- HubPages»
- Books, Literature, and Writing»
- Commercial & Creative Writing»
- Creative Writing»
- Humor Writing
Potato Salad in Red
Kitchen Cyclone
My Sweet Baboo suffers terribly in the heat of Western Washington. Those 85 degree temperatures can be brutal to someone who has lost their heat resistance after nearly 5 years in residence in a climate that consists largely of drizzle and mild cold. She already has heat flashes to go with her medications, various surgeries and conditions, so she is suffering mightily this summer.
My wife also believes that if she is miserable, everybody must be miserable whatever they might say to the contrary.
I was making potato salad for the 4th of July (and doing it wrong, of course). There is a swamp cooler in the kitchen blowing in a generally southerly direction and a small fan in the window blowing generally westerly. Together they make a nice southwesterly draft that carries the cool air past me as I work. There is a third fan at the edge of the living room which I have pointed in a westerly direction to carry the cool breeze on through the rest of the house.

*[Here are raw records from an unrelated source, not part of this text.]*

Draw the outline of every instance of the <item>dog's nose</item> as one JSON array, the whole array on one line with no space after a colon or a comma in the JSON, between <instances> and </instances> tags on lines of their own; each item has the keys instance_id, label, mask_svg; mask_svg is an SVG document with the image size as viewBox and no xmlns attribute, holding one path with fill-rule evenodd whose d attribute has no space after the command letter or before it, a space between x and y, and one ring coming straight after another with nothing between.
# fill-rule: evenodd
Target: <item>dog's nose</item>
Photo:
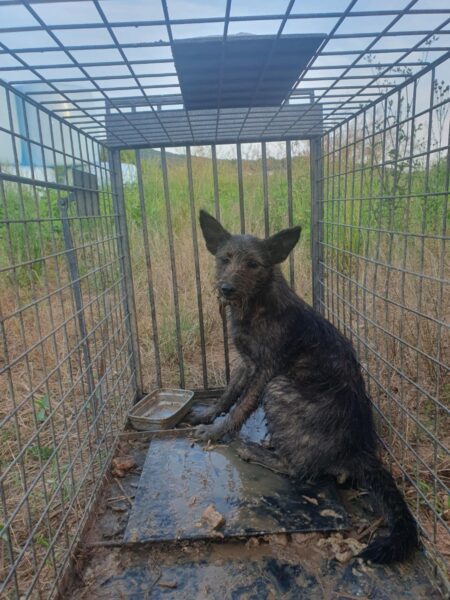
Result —
<instances>
[{"instance_id":1,"label":"dog's nose","mask_svg":"<svg viewBox=\"0 0 450 600\"><path fill-rule=\"evenodd\" d=\"M222 283L220 286L220 291L225 296L225 298L228 298L234 292L234 287L229 283Z\"/></svg>"}]
</instances>

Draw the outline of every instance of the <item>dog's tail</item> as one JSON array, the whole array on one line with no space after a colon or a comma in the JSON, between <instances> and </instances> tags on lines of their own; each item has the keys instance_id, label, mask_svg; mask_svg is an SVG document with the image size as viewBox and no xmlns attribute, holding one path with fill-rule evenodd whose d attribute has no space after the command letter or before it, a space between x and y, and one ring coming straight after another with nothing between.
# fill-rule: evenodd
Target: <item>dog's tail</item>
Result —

My wife has this theory that if you point two fans directly at each other things will be twice as cool.
So when she looked in a few minutes ago and decided I looked overheated, acting on her theory of double coolness, she turned the big west-facing fan around to the northeast pointed directly at me a few feet away and straight at the other two fans creating an invisible vortex around me of which I was blissfully unaware. I was adding spices to the potato salad at the time.
Having been raised in Texas I am mostly impervious to heat or temperature change and when I'm working on something you could have set fire to the place and I really wouldn't have noticed. So I didn't - that is until I went to add a touch of paprika to the taters - at which point a sudden tornadic swirl of red paprika rose up in front of my face. In fascination I watched the little red cyclone take a couple or three swirls and then break apart, half of it sailing off across the kitchen and a generous portion of the lower half collapsing into the potato salad bowl.
Paprika is red.
And now so is my potato salad - a nice pinkish shade of red.

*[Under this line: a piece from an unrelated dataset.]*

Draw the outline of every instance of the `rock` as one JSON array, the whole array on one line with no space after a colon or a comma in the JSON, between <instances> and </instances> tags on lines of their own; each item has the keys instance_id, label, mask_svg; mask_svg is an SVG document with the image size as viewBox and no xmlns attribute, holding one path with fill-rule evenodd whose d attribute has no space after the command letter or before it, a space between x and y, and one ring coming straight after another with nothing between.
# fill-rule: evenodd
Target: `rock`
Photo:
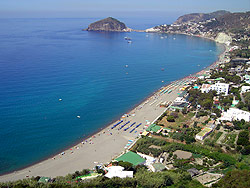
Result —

Sheila looked in a few minutes later.
"Potato salad isn't supposed to be red," she commented. "That's not MY recipe!"
That is how holiday legends are born and somehow it will be the "Dad's Red Potato Salad" incident and will give much hilarity to my offspring, friends and relations.
I tried to brush it off. "I'm a very funny guy," I said.
"It would be nice if it was on purpose," the household's other resident wit shot back without hesitation.